What if I customize the metadata that gets downloaded? For example, you may change the title of the movie that gets displayed to be more accurate. If you do, there’s a bit of an interesting issue. The metadata comes with an expiration tag that has a date on which the item will be refreshed in the DvdInfoCache folder. If you change the metadata XML, your changes will be lost when the data gets refreshed. You can either manually edit the file in the DvdInfoCache to be a date really far in the future (so it never expires), you can remove the “MetadataExpires” element from the top, or you may actually want to generate the full metadata yourself. See above for more on that.

What do I recommend (so far)?

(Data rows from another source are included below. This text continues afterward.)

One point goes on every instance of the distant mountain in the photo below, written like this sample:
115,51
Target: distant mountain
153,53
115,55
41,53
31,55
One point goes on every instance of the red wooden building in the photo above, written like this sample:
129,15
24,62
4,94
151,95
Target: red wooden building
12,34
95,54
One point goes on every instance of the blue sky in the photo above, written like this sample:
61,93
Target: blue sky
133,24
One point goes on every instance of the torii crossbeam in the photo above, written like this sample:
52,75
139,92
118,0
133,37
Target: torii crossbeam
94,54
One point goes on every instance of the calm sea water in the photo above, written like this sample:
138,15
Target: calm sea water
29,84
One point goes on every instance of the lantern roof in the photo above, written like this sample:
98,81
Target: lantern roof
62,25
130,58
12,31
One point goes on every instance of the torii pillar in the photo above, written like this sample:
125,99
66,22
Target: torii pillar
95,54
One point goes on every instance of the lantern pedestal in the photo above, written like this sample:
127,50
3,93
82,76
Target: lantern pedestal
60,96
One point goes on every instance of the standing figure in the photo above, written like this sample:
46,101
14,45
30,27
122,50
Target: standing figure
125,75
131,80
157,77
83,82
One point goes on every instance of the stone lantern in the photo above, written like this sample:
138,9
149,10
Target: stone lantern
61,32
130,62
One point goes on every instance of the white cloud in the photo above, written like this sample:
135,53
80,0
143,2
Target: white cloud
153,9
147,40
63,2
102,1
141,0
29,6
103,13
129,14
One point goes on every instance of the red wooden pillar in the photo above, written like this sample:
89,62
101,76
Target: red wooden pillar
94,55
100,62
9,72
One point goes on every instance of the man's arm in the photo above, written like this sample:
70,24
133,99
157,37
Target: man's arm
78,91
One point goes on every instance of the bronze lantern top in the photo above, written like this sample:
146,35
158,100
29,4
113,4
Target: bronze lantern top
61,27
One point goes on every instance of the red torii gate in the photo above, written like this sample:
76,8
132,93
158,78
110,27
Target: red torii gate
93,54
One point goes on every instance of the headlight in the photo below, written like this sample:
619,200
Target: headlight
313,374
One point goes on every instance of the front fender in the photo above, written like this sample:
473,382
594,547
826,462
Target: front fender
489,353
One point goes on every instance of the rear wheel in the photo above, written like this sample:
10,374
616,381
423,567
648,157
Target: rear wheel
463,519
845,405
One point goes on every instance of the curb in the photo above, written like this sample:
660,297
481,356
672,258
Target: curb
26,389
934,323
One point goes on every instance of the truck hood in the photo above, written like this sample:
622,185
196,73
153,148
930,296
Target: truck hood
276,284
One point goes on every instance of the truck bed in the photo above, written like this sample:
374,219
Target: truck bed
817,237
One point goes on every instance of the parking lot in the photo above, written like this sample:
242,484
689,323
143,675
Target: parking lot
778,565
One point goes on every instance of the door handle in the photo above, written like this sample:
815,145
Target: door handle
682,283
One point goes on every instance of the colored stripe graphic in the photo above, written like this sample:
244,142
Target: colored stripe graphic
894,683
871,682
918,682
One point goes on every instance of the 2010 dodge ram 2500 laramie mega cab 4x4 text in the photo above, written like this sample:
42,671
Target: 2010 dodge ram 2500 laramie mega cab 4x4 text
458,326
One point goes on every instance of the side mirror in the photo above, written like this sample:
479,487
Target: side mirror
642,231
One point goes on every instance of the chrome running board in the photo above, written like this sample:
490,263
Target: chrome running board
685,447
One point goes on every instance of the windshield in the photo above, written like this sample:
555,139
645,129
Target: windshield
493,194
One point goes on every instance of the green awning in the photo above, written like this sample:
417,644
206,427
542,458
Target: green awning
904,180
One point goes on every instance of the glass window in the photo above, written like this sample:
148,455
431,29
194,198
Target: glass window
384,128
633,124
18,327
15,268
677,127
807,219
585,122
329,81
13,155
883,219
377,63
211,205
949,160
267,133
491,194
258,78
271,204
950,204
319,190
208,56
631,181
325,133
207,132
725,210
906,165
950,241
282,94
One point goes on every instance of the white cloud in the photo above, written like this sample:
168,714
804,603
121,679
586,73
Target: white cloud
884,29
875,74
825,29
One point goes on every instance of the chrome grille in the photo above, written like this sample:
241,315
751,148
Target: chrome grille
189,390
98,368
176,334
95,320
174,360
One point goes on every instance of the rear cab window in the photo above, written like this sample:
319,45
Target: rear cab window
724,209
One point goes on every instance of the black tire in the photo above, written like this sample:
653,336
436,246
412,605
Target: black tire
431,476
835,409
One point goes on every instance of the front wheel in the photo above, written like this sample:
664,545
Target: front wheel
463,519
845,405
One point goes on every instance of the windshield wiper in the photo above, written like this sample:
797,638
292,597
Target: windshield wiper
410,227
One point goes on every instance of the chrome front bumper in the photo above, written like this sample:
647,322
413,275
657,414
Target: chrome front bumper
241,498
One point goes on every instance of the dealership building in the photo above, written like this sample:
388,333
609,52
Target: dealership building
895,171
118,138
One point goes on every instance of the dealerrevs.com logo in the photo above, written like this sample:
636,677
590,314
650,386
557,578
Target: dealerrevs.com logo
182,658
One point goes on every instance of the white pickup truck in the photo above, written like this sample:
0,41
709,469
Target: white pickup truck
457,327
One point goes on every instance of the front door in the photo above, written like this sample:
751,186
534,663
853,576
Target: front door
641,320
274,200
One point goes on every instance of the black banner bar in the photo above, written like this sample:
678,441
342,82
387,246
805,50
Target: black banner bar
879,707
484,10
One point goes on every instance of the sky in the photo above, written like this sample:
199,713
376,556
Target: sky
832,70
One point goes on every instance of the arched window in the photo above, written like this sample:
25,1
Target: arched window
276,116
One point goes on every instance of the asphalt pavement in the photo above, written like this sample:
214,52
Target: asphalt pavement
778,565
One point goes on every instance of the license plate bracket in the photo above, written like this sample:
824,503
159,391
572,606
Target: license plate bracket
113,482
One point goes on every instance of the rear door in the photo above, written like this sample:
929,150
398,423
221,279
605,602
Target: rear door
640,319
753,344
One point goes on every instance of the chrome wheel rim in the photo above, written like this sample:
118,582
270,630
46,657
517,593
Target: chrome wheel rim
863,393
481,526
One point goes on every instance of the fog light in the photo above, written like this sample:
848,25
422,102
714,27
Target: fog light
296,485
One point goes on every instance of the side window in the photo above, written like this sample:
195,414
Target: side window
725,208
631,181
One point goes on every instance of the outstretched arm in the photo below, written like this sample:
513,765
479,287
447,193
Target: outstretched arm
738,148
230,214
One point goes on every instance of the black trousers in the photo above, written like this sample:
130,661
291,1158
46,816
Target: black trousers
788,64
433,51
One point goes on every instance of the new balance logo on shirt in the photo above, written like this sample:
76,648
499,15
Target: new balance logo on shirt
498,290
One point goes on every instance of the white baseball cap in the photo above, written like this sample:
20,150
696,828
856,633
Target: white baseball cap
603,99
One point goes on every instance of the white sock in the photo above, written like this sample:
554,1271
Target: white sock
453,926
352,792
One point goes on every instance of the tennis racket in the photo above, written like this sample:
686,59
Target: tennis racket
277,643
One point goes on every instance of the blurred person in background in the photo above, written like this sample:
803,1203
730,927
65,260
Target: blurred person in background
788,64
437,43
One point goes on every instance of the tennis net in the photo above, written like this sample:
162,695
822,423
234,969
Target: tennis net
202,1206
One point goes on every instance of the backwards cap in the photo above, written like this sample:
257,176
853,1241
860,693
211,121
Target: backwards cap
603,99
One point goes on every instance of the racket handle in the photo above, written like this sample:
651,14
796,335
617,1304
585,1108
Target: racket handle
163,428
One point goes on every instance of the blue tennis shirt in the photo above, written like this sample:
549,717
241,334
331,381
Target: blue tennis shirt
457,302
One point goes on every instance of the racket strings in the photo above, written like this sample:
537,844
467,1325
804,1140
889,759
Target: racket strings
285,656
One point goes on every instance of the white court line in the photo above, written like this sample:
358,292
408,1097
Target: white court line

I’m learning, so I’ll probably update this post and this recommendation as time goes on, but right now what I’m doing is:

  • Use DVDFab HD Decrypter and/or DVDXML to get the initial “dvdid” file. You’ll need that anyway.
  • Open Media Center and visit the DVD Library once to download the initial set of metadata. This does a quick, automated pre-population of most of the requisite fields.
  • Use DVD Library Manager to update any missing fields and/or modify the titles, etc. through Amazon and IMDb. Saving in DVD Library Manager will also remove the “MetadataExpires” attribute so you don’t have to fear any changes getting deleted.

 I’m also going to set up my DvdInfoCache so it’s stored on the server using a mapped drive via the Vista “mklink” command. That way any additional Media Center PCs I hook up will have all the same data.

I haven’t determined yet if I can/should leverage the DVD Profiler database that I already have going. There are nice high-res cover scans there that I’d like to take advantage of, and it’s a nicely formatted and consistent set of data to pull from.

This process is exactly what I’m doing to get my full DVD library ripped and accessible. So far it has pretty decent Wife Acceptance Factor, and I like having accessibility to my movies without having to do a lot of additional work. Hopefully this can help you to get your DVD library in order.